The verdict? Sudden Sensorineural Hearing Loss most likely caused by a virus that attacked my cochlear nerve. I accepted it. I have gotten used to it. Until last month.
It started with a few migraines which I realized were always preceded by some pretty intense vertigo. That was new. And it was scary. So, I called a new ENT because it just didn’t sit right with me. More hearing tests, and a reorder of the MRI that the 1st ENT ordered, but the otolaryngologist assured me I didn’t need because he was certain of my SSHL diagnosis.
I went in for an MRI and I was sure everything would be fine, there wasn’t going to be anything abnormal. Afterall, I was already diagnosed with SSHL. I accepted it. I had gotten used to it.
The next day I got a call from my ENT to go over my results. “Acoustic Neuroma”. He told me that this diagnosis was out of scope of practice and that he wanted to refer me to Barrow Neurological Institute. I didn’t think much of it because I was going to be heading out on a cruise with my husband the next day and I didn’t want to be consumed by fear for the week. So I waited to research anything about my new diagnosis. And for that, I am so grateful. I was able to have an extremely enjoyable time on my cruise and I needed that so that I could endure what I was going to discover when I got home and started researching.
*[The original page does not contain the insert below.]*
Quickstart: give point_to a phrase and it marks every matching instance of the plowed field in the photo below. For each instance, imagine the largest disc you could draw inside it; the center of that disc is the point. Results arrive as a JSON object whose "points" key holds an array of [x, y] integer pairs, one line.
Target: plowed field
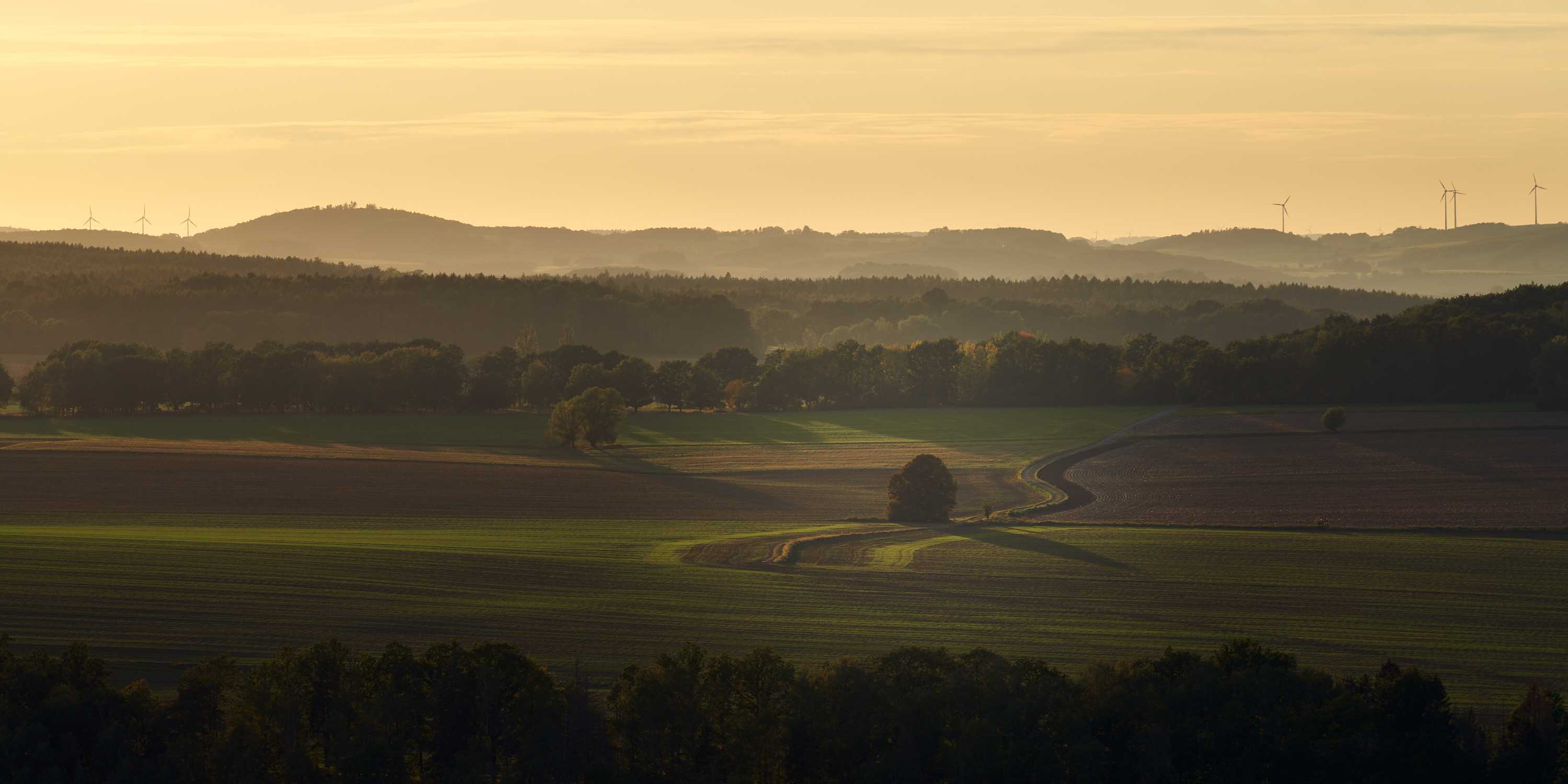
{"points": [[1398, 471]]}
“Acoustic Neuroma” suddenly turned into “brain tumor”. I have a brain tumor. A brain tumor? Everything I had accepted about my hearing loss was now out the window and I had been overwhelmed with fear. A very real, very consuming fear. I grieved. I wallowed. I threw myself a good ole pity party.
My pity party ended pretty quickly when I was reminded that faith is stronger than fear. I will get through this and I won’t be alone. I have my family and friends close by that will reassure me, comfort me, hug me, and remind me that I can get through this, no matter what the journey will look like. And this is the reason for this blog-to document this journey, the faith it will require, and the hope that I have to keep having so I can make the best choices for me and my family.
I’m so sorry you have this trial, sweetie. Thanks to my cancer, I know a little bit of what it is like to have your world change overnight. Not something I would ever choose or wish on anyone, but I know you will deal with it (there is no other choice). I think your blog is a good idea. It is good for others but also good for yourself. I think the hardest trials are the ones where you cannot talk about it to anyone. A burden is lighter when you share it, even if they can’t do anything in particular to help. I have another young friend who is moving along the brain tumor journey. I can connect the two of you if you would like. I will pray for you, and I may be available for something more earthly if you need me.
Hailee, that sucks! You are so upbeat, vibrant, happy and full of life! Keep up your good attitude and faith in Christ!!